The editor-in-chief reflects on how you can draw strength and hope through Guideposts.

I’ve been traveling a lot lately, crisscrossing the country, and listening to people…in airports, hotels, restaurants, stores. People are scared, maybe even more scared than they really need to be, but try telling that to someone who just lost his job or just saw her kids’ college funds evaporate in the Wall Street meltdown.

Yes, people got greedy. But a lot of people who were only trying to do the right thing—save, plan for the future and ensure their independence—got hurt. As one man sitting next to me on a plane said, “It’s like every day is a fortune cookie and every fortune is bad news, day after day.” 

My parents were forever reminding me that they were children of the Depression. I never understood what they meant, and it seemed to me growing up that they used that to justify a lot of what I saw as weird behavior (excessive frugality, a tendency to hoard).

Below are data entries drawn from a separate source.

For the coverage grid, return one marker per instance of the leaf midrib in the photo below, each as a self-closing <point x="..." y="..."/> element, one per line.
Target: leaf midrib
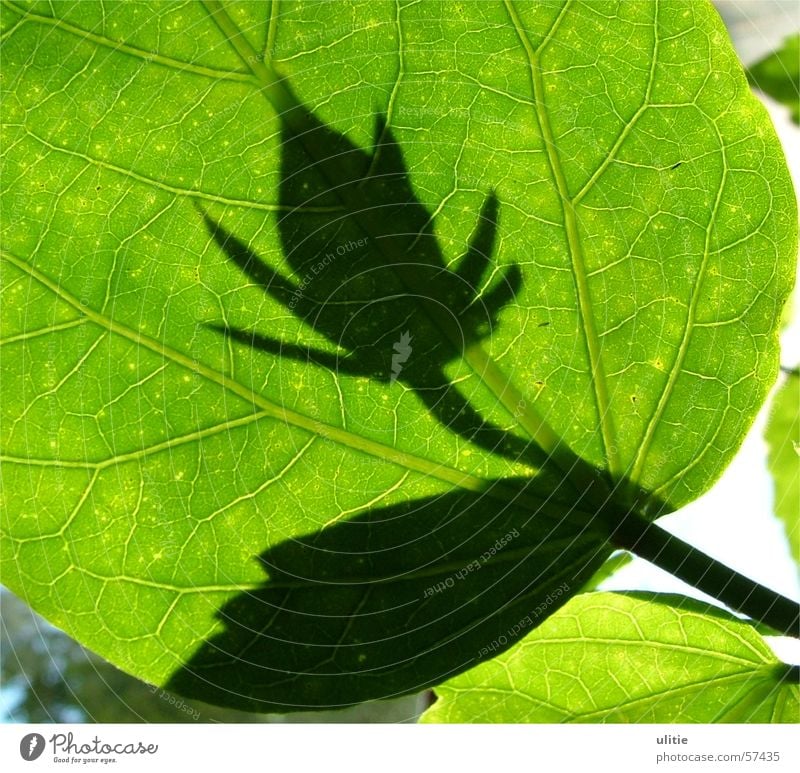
<point x="579" y="272"/>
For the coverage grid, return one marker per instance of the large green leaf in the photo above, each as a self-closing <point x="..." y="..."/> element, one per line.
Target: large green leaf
<point x="609" y="657"/>
<point x="174" y="406"/>
<point x="783" y="438"/>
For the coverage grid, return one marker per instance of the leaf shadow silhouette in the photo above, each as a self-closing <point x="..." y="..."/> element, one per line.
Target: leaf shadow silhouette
<point x="395" y="600"/>
<point x="401" y="597"/>
<point x="366" y="271"/>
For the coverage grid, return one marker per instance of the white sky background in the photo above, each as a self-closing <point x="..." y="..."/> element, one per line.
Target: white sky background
<point x="734" y="521"/>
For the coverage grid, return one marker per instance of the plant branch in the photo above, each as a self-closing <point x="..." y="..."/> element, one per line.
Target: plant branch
<point x="687" y="563"/>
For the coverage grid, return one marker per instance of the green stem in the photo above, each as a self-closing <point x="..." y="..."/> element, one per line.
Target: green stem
<point x="705" y="573"/>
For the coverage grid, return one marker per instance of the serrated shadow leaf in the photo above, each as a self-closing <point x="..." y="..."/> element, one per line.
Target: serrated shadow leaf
<point x="395" y="600"/>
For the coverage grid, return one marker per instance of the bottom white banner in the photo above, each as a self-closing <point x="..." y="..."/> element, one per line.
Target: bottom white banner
<point x="389" y="748"/>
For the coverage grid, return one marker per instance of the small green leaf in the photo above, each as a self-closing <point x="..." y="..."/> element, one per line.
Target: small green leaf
<point x="612" y="657"/>
<point x="783" y="438"/>
<point x="779" y="75"/>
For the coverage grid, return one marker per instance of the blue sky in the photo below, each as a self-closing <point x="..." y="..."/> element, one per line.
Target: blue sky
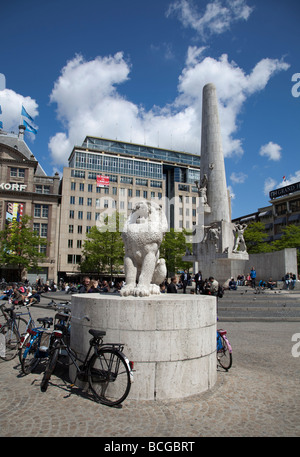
<point x="134" y="70"/>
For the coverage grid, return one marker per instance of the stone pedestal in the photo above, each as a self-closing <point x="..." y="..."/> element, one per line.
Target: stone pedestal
<point x="170" y="337"/>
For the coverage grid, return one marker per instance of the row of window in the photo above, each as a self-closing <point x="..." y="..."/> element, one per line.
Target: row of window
<point x="138" y="193"/>
<point x="112" y="164"/>
<point x="105" y="190"/>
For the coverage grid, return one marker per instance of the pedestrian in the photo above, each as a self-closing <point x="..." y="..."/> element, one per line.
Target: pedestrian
<point x="85" y="285"/>
<point x="214" y="286"/>
<point x="172" y="288"/>
<point x="232" y="284"/>
<point x="185" y="277"/>
<point x="253" y="276"/>
<point x="198" y="282"/>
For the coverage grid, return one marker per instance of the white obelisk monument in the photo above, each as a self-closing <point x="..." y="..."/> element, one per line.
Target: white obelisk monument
<point x="214" y="251"/>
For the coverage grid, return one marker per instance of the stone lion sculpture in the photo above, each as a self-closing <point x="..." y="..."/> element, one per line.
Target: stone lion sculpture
<point x="142" y="235"/>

Now I’m beginning to understand. Our economic crisis is by no means as devastating as what my parents knew in the ‘30s but I can see how an event like the Depression can forever a shape a person’s outlook.

In my parents’ case they made up for what they lacked materially by enriching themselves with faith. Their church was like a bank where they could make spiritual withdrawals and deposits. And they were forever grateful to God for getting them through the hard times. Both my parents were incredibly generous to the poor.    

We don’t know what is going to happen next to the economy and that’s what scares us most. Fear is among the greatest and most primal emotions, the poison wellspring of worry and anxiety and denial. Fear can completely override reason.

The Bible says only love can cast out fear, love is stronger (and it too can override reason, which isn’t always a bad thing). People don’t stop loving because times are tough. I think they love more. Look at my parents.

For years GUIDEPOSTS has published stories about people going through tough times (our founder Dr. Norman Vincent Peale struggled himself pastoring a failing church in the Great Depression, a decade in which his foundational ideas for The Power of Positive Thinking were formed).

Starting this week we’re putting those powerful GUIDEPOSTS stories up on the site for you to draw hope and strength from every day. And if you have stories about how you are coping, please tell us. In times likes these we draw strength from many sources, including each other. 
 

Edward Grinnan is Editor-in-Chief and Vice President of GUIDEPOSTS Publications.